Ist bei dem Bivie der Boden und der Überwurf für die 6 unterschiedlichen Aufbaumöglichkeiten schon mit dabei, oder muß dieser zusätzlich Erworben werden? Wie sieht es mit der Aufbauzeit aus? Sind die 3 min. vom Hersteller realistisch oder Wunschdenken?
Jetzt kommt der "FRECHE" Teil, wo kann man dieses gute Stück zu einem guten Preis erwerben? Den tiefsten Preis von 479,00Euro hab ich bis jetzt bei Ebay gesehen. Hätte Ihr für mich eine Adresse wo es noch besser geht?
Ich möchte mich schon jetzt bei Euch bedanken für die Antworten und Tipps!!!

MfG
Markus
Aalprofi#h


----------



## Maaartins (16. Mai 2007)

*AW: Star Baits Bivy Challenger*

Hab keine Ahnung wo der Abgeblieben ist! 
Aber nun zum Thema! Das Ding ist wirklich jeden cent wert! Zudem bist du bei den knap 480Eu´s schon gut beraten. Muss zugeben, daß mich das Gewicht nicht wirklich stört da ich´s ja nicht mit´m Fahrrad transportiere.
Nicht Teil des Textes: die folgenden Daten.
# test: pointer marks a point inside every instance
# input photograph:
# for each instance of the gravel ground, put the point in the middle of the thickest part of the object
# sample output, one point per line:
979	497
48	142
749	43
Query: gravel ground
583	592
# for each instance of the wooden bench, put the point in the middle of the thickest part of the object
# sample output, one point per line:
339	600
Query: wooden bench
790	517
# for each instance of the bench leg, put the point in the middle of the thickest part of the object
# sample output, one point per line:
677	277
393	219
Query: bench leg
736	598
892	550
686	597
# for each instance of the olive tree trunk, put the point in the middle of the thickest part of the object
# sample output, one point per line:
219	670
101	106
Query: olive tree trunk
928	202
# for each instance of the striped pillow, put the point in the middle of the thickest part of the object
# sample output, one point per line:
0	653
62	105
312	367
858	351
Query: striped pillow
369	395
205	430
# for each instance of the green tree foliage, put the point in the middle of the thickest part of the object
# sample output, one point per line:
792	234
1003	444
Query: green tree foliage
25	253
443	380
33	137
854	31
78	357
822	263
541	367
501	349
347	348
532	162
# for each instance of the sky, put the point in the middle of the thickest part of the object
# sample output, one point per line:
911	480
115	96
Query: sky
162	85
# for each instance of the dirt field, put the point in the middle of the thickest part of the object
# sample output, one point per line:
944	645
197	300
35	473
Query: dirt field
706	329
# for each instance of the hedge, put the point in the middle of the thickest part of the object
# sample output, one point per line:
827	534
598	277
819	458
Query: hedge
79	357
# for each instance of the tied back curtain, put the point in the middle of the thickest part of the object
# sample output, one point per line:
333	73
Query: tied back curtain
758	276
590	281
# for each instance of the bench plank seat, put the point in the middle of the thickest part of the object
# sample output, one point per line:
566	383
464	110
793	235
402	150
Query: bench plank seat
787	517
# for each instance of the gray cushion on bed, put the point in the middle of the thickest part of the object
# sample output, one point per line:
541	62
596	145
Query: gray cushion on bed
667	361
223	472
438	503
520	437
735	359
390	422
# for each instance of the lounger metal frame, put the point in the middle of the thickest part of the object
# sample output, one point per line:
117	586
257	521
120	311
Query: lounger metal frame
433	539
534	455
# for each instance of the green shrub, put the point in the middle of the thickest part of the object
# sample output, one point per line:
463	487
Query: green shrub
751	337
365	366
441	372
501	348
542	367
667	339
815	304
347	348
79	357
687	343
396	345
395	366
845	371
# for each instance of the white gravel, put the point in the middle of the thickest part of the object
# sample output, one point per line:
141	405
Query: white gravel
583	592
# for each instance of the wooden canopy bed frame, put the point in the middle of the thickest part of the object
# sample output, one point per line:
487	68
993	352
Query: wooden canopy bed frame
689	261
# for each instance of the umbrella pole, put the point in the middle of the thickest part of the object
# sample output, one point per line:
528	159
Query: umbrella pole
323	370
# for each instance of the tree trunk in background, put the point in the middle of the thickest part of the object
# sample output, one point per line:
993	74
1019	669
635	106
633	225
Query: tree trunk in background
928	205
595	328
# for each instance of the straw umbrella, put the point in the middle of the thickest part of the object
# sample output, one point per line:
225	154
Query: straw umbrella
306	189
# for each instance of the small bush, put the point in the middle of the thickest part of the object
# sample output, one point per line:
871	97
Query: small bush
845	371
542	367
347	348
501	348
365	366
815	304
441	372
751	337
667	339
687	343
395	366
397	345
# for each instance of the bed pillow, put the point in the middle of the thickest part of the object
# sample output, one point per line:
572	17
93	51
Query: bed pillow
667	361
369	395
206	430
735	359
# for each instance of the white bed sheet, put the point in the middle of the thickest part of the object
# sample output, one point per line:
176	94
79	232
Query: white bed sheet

Allerdings sind die Aufbau und die Abbauzeit absolutes Wunschdenken. Die Bodenplane ist natürlich enthalten. Die Qualität dieses Zeltes ist ein Traum, der Platz echt gigantisch und wenn man bedenkt wie bombensicher das Zelt nach ner Aufbauzeit von ca. 15min steht, dann geht die Zeit schon in Ordnung. Aber das Zusammenlegen dieses Zeltes ist echt der Horror. Aber mit dem Ding ist´s wie mit den Weibern. "Auch bei geilen Dingern muss man(n) Abstriche machen!" :m


----------



## MrTom (17. Mai 2007)

*AW: Star Baits Bivy Challenger*

Schaust du hier
Hab meins auch von dem Verkäufer. Über die Funktion "Preis vorschlagen" gehen sie bei ihm so zwischen 390 und 410€ weg. Schreib ihn doch  einfach mal an.
mfg Thomas


----------



## Elwood (18. Mai 2007)

*AW: Star Baits Bivy Challenger*

Sees, wie ich so mit bekommen habe haben sich einige von euch das Challenger Bivvy gegönnt:q, bin nämlich auch gerade auf der suche nach nem grossen 2 Mann Exemplar. Das von Starbaits reizt mich ja schon und ist ja ohne Frage ein Top Teil der Preis schreckt mich allerdings etwas ab! #d

Hab mal ein bisschen gegoogelt und bin alternativ auf dieses Teil von JRC gestossen

http://www.fishingtackle24.de/produ...inentalBivvy&cName=ZelteSchirmeZubehoer-Zelte

ist halt nicht so gross wie des Starbaits aber für 2 Mann ausreichend, hat jemand zufällig das Bivvy schon mal getestet und kann mir evtl Feedback geben ob die Dinger von JRC was taugen!

MFG


----------



## ECHL Sargent (19. Mai 2007)

*AW: Star Baits Bivy Challenger*

der testfischer  von starbaits kommt aus meiner gegend und ich hab dem sein bivvy gesehen das taugt auf jedenfall was aber zu teuer also von wegen quali musste dir keine sorgen machen


----------



## Aalprofi (20. Mai 2007)

*AW: Star Baits Bivy Challenger*

Hallo!|wavey:

Vielen Dank für die Antworten und Tipps, werde mir dieses Bivvy zulegen.  Bis die Tage!

MfG
Markus
Aalprofi


----------



## Karpfinger (20. Februar 2008)

*AW: Star Baits Bivy Challenger*

hallo

frage an die besitzer: muss man den überwurf immer verwenden ??? sprich wie sieht das normale zelt aus ist es mit netzen ausgestattet sodass ich immer den überwurf brauche oder ist das untere zelt ebenfalls durchgehend dicht ??? 

thx rene


----------



## Husaberg_501 (20. Februar 2008)

*AW: Star Baits Bivy Challenger*

den Überwurf musst du nicht immer verwenden, benutzt du ihn nicht hast du ein sehr grosses 1 Mann Dom aber auch für 2 würde es für ein Wochenendstripp reichen. Wohnzimmerfeeling bekommst du erst mit dem Overwarp, also dann ist die Größe einmalig, ich würde sagen dann kannst du auch zu dritt drin schlafen. Seh es als zwei-Zelt Version, den vorderen Eingang trennst du dann per Reißverschluss ab, solltest du den Overwarp benutzen wollen.


----------



## MrTom (20. Februar 2008)

*AW: Star Baits Bivy Challenger*



Karpfinger schrieb:


> muss man den überwurf immer verwenden ???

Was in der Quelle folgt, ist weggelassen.